7 Belirli bir noktayı anlamakta ya da kabul etmekte kişisel olarak zorluk çekiyorsak ne olacak? Hikmet kazanmak için dua etmeli, Kutsal Yazılardan ve inancımızı yansıtan yayınlardan araştırma yapmalıyız. (Süleymanın Meselleri 2:4, 5; Yakub 1:5-8) Bir ihtiyarla görüşmek de yardımcı olabilir. Eğer bu nokta hâlâ anlaşılmadıysa, en iyisi bunu bir kenara bırakmalı. Belki bu konuda daha fazla bilgi yayımlanabilir ve o zaman anlayışımız da artar. Fakat kendi farklı görüşümüzü kabul ettirmek üzere cemaatte başkalarını ikna etmeye çalışmak yanlış olur. Böyle yapmak, birliği korumaya çalışmak yerine fikir ayrılığına yol açar. “Hakikatte yürümek” ve başkalarını da bunu yapmaya teşvik etmek çok daha iyidir!—III. Yuhanna 4.

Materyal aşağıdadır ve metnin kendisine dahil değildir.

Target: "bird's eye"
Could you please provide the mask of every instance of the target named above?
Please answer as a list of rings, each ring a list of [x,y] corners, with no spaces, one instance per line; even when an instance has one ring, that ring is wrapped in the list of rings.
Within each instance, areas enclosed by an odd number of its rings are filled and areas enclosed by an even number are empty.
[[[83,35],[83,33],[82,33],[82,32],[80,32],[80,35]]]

8. Hakikate karşı hangi tutum uygundur?
8 Birinci yüzyılda Pavlus şunları dedi: “Şimdi ayna ile muammalı surette görüyoruz, fakat o zaman yüz yüze göreceğiz; şimdi cüzî biliyorum, fakat o zaman bilindiğim gibi bileceğim.” (I. Korintoslular 13:12) İsa’nın ilk takipçileri bütün ayrıntıları göremedilerse de, birleşmiş olarak kaldılar. Biz şimdi Yehova’nın amacı ve O’nun hakikat Sözü hakkında çok daha net bir anlayışa sahibiz. Bu nedenle ‘sadık köle’ aracılığıyla aldığımız hakikatten dolayı minnettar olalım. Yehova’ya bizi teşkilatı kanalıyla yönlendirdiği için müteşekkir olalım. Her zaman aynı bilgi derecesine sahip olmadıysak da, ruhen aç veya susuz kalmadık. Tam tersine, Çobanımız olan Yehova bizi birlik içinde tutup bize mükemmel bir özen gösterdi.—Mezmur 23:1-3.
Dilinizi Doğru Şekilde Kullanın!
9. Dil, birliğe katkıda bulunmak üzere nasıl kullanılabilir?

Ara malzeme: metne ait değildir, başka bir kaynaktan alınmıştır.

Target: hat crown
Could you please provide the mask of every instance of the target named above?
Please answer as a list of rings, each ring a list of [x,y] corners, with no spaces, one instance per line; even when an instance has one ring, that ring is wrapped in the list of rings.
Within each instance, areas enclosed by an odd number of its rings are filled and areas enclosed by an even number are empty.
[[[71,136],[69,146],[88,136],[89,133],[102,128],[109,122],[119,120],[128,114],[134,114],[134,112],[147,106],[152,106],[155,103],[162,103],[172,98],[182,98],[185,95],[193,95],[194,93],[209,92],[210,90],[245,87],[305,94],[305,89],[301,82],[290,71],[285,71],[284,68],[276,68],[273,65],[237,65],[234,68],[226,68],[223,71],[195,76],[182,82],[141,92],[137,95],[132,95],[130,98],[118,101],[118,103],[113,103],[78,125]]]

9 Dili başkalarını teşvik etmek üzere kullanmak, birliğe ve kardeşlik ruhuna katkıda bulunmanın önemli bir yoludur. Birinci yüzyıldaki yönetim kurulunun gönderdiği, sünnet sorununa çözüm getiren mektup bir teselli kaynağıydı. Antakya’daki Yahudi olmayan öğrenciler onu okuduktan sonra, aldıkları “teselliden ötürü sevindiler.” Yeruşalim’den bu mektubu getiren Yahuda ve Silas, “çok sözle kardeşleri teşvik edip onlara kuvvet verdiler.” Kuşkusuz, Barnabas ve Pavlus’un orada bulunması da Antakya’daki iman kardeşlerini teşvik edip kuvvetlendirdi. (Resullerin İşleri 15:1-3, 23-32) İsa’nın takipçilerinin ibadetlerinde biraraya geldiğimizde biz de benzer şekilde pek çok şey yapabiliriz; orada bulunup yapıcı cevaplar vererek ‘birbirimizi teşvik edebiliriz.’—İbraniler 10:24, 25.

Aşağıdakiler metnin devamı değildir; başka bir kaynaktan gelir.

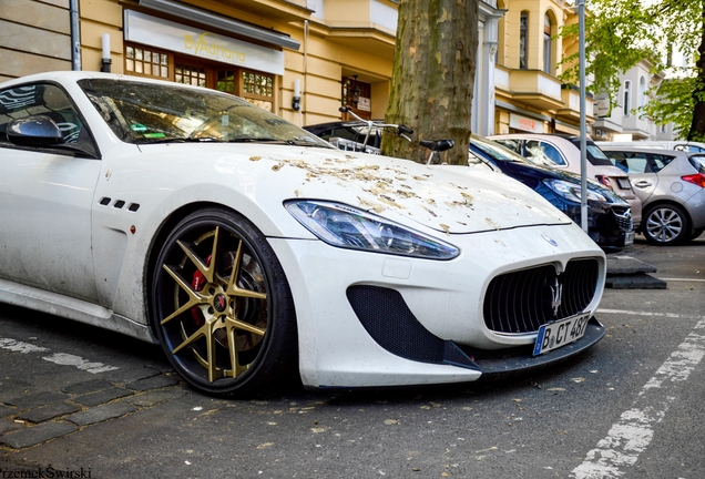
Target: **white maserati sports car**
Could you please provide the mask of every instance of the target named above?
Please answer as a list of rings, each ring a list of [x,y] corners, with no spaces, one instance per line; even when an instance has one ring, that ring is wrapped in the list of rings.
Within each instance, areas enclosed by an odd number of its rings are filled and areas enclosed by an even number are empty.
[[[0,84],[0,302],[160,343],[205,393],[548,366],[604,335],[604,279],[501,174],[344,152],[196,86]]]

10. Bir hakaret söz konusu olursa, birliği korumak üzere neyin yapılması gerekebilir?
10 Bununla beraber, dilin yanlış kullanılması da birliğimizi tehdit edebilir. İsa’nın öğrencisi Yakub şöyle yazdı: “Dil küçük bir uzuvdur ve büyük şeylerle övünür. İşte, ne kadar az ateş, ne kadar çok odun tutuşturur!” (Yakub 3:5) Yehova çekişmelere neden olanlardan nefret eder. (Süleymanın Meselleri 6:16-19) Bu tarz konuşmalar ayrılık yaratabilir. Öyleyse, bir sövgü söz konusu olursa, yani biri hakkında terbiyesizce ya da aşağılayıcı şekilde konuşulursa ne olacak? İhtiyarlar suç işleyene yardım etmeye çalışacaklar. Bununla birlikte, tövbe etmeyen sövücü kişi cemaatin barışı, düzeni ve birliğinin korunabilmesi için müşareketten kesilmelidir. Pavlus, ‘kardeş denilip de sövücü olan herhangi biriyle karışıp görüşmekten vazgeçin, hatta böyle bir adamla yemek dahi yemeyin’ diye yazdı.—I. Korintoslular 5:11.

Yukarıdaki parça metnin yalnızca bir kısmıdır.